Onze programas orçamentais (Sociedade da Informação e Governo Electrónico, Investigação Científica e Tecnológica, Formação Profissional, Justiça, Ensino Básico e Secundário, Saúde, Desenvolvimento Local, Urbano e regional, Ambiente e Recursos Naturais, Cultura, Agricultura e Desenvolvimento Rural, Transportes e Modernização e Internacionalização da Economia) apresentam individualmente uma despesa igual ou superior a 100 milhões de euros em 2005.
PIDDAC 2005
PROGRAMAS ORÇAMENTAIS
Dimensão financeira
(ver quadro no documento original)
Apenas quatro destes programas (Transportes, Modernização e Internacionalização da Economia, Agricultura e Sociedade da Informação e Governo Electrónico) perfazem um investimento correspondente a cerca de 72% do total do PIDDAC 2005.

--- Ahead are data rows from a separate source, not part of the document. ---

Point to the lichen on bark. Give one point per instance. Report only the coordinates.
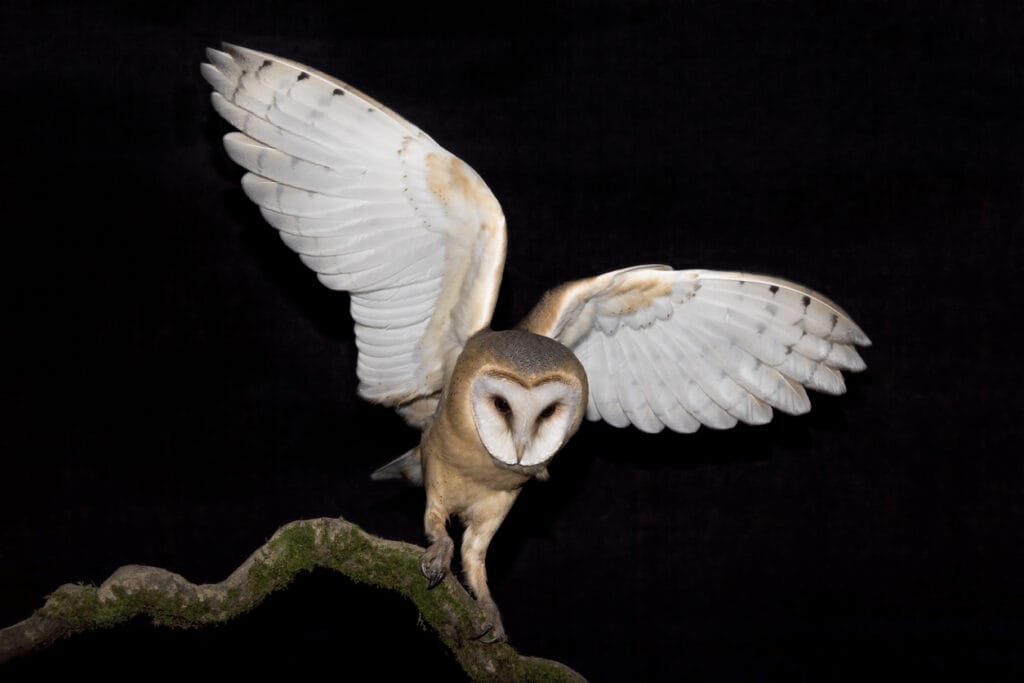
(171, 600)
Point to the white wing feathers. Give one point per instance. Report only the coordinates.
(374, 206)
(681, 348)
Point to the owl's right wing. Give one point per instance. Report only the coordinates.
(376, 208)
(681, 348)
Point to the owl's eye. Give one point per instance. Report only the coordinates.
(502, 406)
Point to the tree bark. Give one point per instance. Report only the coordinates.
(300, 546)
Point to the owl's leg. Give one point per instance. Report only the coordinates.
(437, 559)
(480, 528)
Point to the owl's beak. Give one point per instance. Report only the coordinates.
(520, 441)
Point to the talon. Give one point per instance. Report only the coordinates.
(493, 625)
(435, 562)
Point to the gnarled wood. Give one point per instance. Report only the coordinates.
(300, 546)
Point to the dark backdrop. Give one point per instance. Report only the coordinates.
(175, 385)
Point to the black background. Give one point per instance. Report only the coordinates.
(175, 385)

(ver gráfico no documento original)
O programa orçamental Transportes é o de maior relevância financeira, envolvendo um montante de despesa superior a 2750 milhões de euros (42% do total do PIDDAC). Seguem-se em importância, com um investimento de cerca de 900 milhões de euros, o Programa Modernização e Internacionalização da Economia (14% do total do PIDDAC), o Programa Agricultura (11%). Destacam-se ainda os programas Sociedade da Informação e Governo Electrónico, com 6% e Investigação Científica e Tecnológica, com 4,5%.
(ver gráfico no documento original)
Nos programas Modernização e Internacionalização da Economia, Gestão e Controlo do QCA, Pescas, Agricultura e Desenvolvimento Rural, Serviços e Equipamentos Sociais e Saúde, o peso do financiamento Comunitário ultrapassa 50%.
PIDDAC 2005
PROGRAMAS ORÇAMENTAIS
Peso do financiamento comunitário
(ver quadro no documento original)
PIDDAC 2005
(ver quadro no documento original)
Os fundos estruturais constituem financiamento relevante em especial no que se refere ao investimento executado no âmbito dos ministérios directamente relacionados com a execução da programação do QCA III, destacando-se em especial os associados aos incentivos ao sector produtivo.
PIDDAC 2005
MINISTÉRIOS
Peso do financiamento comunitário
(ver quadro no documento original)
De facto, do total de financiamento comunitário previsto no âmbito do PIDDAC 2005, 46% beneficiarão intervenções a executar pelos Ministérios das Actividades Económicas e do Trabalho e da Agricultura, Pescas e Florestas; salienta-se ainda o volume de fundos comunitários subjacente à programação dos Ministérios das Obras Públicas, Transportes e Comunicações (29%) e da Ciência, Investigação e Ensino Superior (5%).